We have our Chief Bear Maker, who has worked with us to develop an ‘ittle Bear who can travel with you.


We also have our friends and family who don’t have specific roles, but are so critical. They are the ones that encourage us, that pick us up after a disappointing event, who believe in what we are doing and help us in so many ways (a card, attending our launch, asking how it’s going, buying books to donate to schools, connecting us to helpful people).





I can absolutely say that we wouldn’t be here without our team of all the people above (and some who aren't pictured). Making a dream reality is scary. It isn’t easy. There are a lot of days that it feels a lot easier to say, “Nope, this doesn’t work. I failed again.”


With the right people around us, we have the courage to keep going. We also have the benefit of their knowledge, skills, insight, and experience. I regularly hear from potential customers and book stores how professional, how impressive, how well-done and high quality our book is for a self-published book.


I can say with certainty that it wouldn’t be where it is if it were only my sister and I. We are good at our respective roles, but we aren’t enough. We benefit and we do better with others on our team.


It definitely isn’t as easy. Especially when we disagree. It’s easy to work with others when they agree with you all the time. But you don’t get better. In fact, I would say it has been through some of my most uncomfortable moments that we saw the most progress.

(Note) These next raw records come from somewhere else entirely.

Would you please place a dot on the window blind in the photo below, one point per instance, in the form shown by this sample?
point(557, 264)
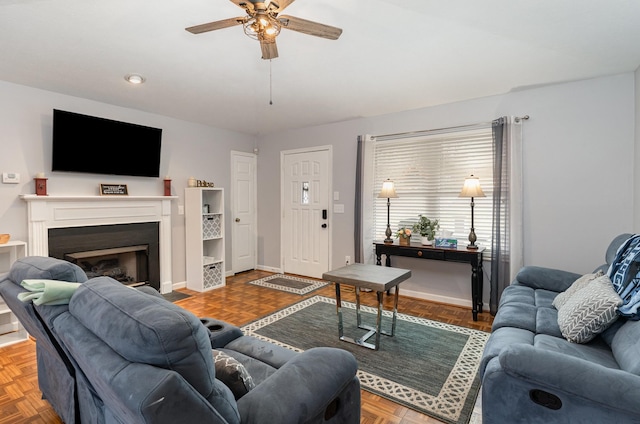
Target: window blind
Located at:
point(428, 173)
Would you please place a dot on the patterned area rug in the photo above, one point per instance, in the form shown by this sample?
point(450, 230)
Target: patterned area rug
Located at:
point(289, 284)
point(174, 296)
point(428, 366)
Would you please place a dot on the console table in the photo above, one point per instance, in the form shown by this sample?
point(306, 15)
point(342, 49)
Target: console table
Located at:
point(460, 254)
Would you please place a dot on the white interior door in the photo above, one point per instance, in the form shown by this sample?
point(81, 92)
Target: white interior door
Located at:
point(244, 235)
point(305, 206)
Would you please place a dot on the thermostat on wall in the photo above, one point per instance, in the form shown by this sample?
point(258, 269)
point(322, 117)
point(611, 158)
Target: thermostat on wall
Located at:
point(10, 178)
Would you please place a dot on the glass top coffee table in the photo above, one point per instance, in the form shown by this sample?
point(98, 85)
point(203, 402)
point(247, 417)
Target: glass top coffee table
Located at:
point(374, 277)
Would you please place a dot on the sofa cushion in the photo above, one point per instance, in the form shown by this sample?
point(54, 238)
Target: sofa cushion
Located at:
point(146, 329)
point(625, 347)
point(580, 283)
point(596, 351)
point(232, 373)
point(589, 311)
point(45, 268)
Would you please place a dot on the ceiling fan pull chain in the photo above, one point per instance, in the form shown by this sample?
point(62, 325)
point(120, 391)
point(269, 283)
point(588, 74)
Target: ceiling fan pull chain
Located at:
point(270, 83)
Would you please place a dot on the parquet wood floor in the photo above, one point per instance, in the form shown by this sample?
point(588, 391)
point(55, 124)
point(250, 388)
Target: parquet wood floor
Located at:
point(238, 303)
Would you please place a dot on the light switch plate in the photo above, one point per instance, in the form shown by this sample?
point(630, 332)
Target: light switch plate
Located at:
point(10, 178)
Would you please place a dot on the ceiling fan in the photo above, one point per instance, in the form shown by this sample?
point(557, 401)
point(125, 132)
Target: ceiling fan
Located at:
point(263, 24)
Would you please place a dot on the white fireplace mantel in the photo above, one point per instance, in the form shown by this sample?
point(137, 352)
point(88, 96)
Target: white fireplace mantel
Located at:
point(46, 212)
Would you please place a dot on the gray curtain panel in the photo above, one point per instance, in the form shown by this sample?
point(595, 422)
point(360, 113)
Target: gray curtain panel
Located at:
point(357, 219)
point(500, 233)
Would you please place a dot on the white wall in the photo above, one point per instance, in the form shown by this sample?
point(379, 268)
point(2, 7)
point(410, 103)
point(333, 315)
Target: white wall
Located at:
point(578, 175)
point(636, 181)
point(25, 142)
point(579, 157)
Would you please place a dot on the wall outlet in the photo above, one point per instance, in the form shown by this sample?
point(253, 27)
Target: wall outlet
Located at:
point(10, 178)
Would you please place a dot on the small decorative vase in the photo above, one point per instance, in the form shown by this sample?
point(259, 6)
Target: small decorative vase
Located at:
point(425, 241)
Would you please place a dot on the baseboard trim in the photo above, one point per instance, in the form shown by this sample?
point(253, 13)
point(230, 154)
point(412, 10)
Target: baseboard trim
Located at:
point(465, 303)
point(269, 268)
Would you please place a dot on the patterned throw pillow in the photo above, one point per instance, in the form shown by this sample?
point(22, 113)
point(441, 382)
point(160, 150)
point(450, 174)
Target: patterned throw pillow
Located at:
point(590, 311)
point(580, 283)
point(232, 373)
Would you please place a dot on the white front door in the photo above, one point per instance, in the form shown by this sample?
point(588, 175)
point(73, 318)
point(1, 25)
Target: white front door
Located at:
point(244, 239)
point(305, 205)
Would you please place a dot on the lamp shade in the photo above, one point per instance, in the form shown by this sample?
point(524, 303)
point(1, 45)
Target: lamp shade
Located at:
point(388, 190)
point(471, 188)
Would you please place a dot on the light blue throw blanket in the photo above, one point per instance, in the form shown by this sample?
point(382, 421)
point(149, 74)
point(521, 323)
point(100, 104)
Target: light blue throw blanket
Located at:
point(47, 292)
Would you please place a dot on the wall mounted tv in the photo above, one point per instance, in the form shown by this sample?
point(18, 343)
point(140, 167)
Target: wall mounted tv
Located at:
point(89, 144)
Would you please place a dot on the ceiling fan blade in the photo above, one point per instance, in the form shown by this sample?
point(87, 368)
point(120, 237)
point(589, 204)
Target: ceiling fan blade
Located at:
point(269, 48)
point(212, 26)
point(309, 27)
point(279, 5)
point(245, 4)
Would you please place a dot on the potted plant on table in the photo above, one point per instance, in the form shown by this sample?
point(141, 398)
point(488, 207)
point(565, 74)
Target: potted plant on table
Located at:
point(404, 236)
point(427, 229)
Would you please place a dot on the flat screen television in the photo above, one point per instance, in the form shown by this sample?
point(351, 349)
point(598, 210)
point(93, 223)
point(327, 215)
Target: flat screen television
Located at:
point(89, 144)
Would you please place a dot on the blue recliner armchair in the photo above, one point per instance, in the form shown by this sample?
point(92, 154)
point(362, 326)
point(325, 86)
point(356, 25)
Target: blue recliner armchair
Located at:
point(137, 358)
point(532, 374)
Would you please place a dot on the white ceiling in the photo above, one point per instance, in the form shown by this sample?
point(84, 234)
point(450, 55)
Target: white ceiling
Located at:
point(393, 55)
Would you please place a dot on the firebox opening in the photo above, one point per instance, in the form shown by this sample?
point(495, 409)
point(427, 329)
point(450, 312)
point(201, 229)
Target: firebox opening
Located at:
point(135, 246)
point(127, 265)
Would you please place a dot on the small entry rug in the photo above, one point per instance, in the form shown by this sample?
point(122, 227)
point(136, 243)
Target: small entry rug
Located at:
point(289, 283)
point(428, 366)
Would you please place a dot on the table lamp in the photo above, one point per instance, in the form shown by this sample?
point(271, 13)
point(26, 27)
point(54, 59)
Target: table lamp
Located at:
point(472, 189)
point(388, 191)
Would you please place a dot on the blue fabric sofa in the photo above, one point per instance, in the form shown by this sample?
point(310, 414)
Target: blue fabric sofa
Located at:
point(531, 373)
point(130, 356)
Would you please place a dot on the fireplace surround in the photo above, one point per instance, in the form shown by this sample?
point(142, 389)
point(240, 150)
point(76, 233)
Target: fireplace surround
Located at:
point(73, 212)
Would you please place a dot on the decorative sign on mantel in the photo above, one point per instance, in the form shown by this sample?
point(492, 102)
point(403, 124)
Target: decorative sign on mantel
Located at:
point(113, 190)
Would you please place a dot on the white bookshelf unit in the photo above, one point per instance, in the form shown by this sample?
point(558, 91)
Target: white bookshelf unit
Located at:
point(204, 228)
point(10, 329)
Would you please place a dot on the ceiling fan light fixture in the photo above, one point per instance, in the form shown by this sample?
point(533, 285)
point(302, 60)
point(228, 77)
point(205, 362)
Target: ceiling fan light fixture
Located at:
point(135, 79)
point(262, 25)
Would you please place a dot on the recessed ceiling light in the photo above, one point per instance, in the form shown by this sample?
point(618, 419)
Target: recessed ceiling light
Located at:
point(135, 78)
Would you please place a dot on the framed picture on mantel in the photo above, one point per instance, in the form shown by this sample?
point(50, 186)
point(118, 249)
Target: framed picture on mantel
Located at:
point(113, 190)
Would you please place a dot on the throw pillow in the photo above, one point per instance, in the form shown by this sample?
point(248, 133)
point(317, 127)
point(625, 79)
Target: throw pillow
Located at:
point(233, 374)
point(590, 311)
point(580, 283)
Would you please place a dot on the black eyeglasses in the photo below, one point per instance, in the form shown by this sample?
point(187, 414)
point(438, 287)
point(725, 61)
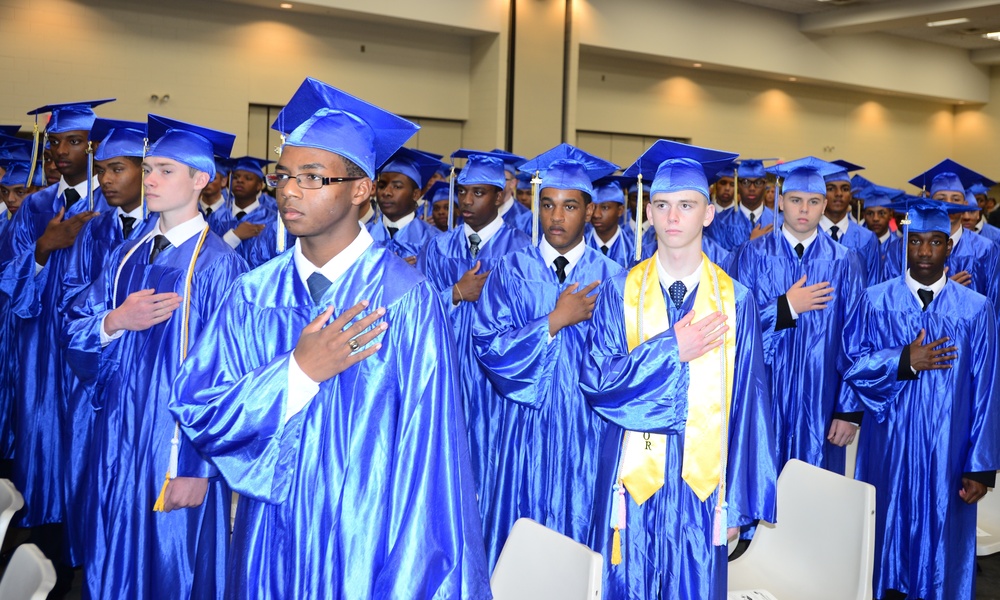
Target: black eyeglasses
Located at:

I’ll never forget the first edit review on the first book when I was told that the concept was good, but it was a bit boring and needed a problem to solve.

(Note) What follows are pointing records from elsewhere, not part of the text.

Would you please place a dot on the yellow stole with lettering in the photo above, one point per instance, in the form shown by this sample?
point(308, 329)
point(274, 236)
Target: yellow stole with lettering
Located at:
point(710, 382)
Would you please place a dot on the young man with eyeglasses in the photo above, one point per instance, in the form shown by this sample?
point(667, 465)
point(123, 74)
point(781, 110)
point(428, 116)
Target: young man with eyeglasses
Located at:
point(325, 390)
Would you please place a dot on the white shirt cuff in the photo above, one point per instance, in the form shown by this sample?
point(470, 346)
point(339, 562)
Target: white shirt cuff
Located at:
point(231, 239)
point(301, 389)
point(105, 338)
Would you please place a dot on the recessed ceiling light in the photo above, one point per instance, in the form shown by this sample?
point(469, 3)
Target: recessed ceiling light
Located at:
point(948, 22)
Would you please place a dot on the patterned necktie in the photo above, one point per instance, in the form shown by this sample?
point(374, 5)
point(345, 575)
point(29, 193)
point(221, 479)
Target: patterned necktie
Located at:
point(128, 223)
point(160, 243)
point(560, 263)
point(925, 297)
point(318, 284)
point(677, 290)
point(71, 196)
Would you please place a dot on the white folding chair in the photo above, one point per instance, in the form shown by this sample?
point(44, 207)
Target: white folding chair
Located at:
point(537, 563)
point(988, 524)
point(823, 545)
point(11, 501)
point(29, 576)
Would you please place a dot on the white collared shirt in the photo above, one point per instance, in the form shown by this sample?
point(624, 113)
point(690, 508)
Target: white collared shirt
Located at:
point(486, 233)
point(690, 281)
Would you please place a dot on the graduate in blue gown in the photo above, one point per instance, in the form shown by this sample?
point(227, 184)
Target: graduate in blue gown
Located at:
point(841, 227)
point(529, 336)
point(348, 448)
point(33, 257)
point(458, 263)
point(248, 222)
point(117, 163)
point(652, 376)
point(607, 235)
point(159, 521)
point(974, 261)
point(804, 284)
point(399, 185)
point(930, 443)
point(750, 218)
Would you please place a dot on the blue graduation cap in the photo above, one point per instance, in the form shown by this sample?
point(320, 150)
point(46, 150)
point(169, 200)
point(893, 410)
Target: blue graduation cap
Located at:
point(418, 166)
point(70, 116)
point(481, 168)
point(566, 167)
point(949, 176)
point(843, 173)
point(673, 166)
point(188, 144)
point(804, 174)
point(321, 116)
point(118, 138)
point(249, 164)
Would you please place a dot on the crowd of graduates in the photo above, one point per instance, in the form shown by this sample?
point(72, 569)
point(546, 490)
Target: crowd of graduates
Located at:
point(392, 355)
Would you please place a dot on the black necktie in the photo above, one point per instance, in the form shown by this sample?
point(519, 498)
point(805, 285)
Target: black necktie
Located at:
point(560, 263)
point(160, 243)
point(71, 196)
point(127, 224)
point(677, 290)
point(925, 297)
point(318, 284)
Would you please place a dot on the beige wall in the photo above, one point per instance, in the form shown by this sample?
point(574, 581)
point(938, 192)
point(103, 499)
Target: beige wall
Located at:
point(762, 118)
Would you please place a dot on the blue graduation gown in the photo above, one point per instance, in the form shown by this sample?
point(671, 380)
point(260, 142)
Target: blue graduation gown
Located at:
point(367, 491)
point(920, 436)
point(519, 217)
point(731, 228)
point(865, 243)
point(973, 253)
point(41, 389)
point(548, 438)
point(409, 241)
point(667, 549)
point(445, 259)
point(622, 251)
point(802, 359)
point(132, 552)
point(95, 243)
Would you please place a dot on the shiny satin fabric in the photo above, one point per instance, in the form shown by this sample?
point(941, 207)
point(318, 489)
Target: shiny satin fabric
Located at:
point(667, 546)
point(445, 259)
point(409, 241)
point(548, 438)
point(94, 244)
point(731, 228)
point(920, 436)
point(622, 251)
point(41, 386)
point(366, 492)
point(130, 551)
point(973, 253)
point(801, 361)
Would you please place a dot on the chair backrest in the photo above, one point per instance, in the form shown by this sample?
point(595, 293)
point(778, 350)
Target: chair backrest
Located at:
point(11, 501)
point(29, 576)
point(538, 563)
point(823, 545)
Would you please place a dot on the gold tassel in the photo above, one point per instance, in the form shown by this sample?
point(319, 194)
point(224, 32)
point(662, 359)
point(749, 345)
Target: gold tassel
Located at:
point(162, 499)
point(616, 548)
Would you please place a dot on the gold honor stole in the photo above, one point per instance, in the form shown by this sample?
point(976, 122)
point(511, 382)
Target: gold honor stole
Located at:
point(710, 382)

I had worked for weeks on the book (that was about 2-3 pages in Word). I thought it was brilliant. It was meaningful. It had purpose and all I wanted to convey.


It was also boring.


My first reaction was anger. Thankfully through years of practice and training, I channeled the anger (because of hurt) into curiosity. I asked “Why?” I learned it wasn’t enough to set the background and theory, I needed something to happen. I needed a problem to solve.


That conversation made all the difference in the first book. Kids relate to the packing problem. They laugh that ‘ittle Bear tries to take her bed because they know it’s ridiculous. But they also identify with her dilemma on how to decide what she needs to feel secure, versus what she will find new when she arrives.


It is our second book where we introduce our first country: France. In this book, we have a small cultural understanding and we hopefully introduce different aspects of French culture and language to wake a spark of curiosity to encounter and experience different things.



It’s now, as I look through our print proof with pride, that I realize, we have made our dream a reality.


I am an author.





Now, what is your lifelong dream? What do you need to get there?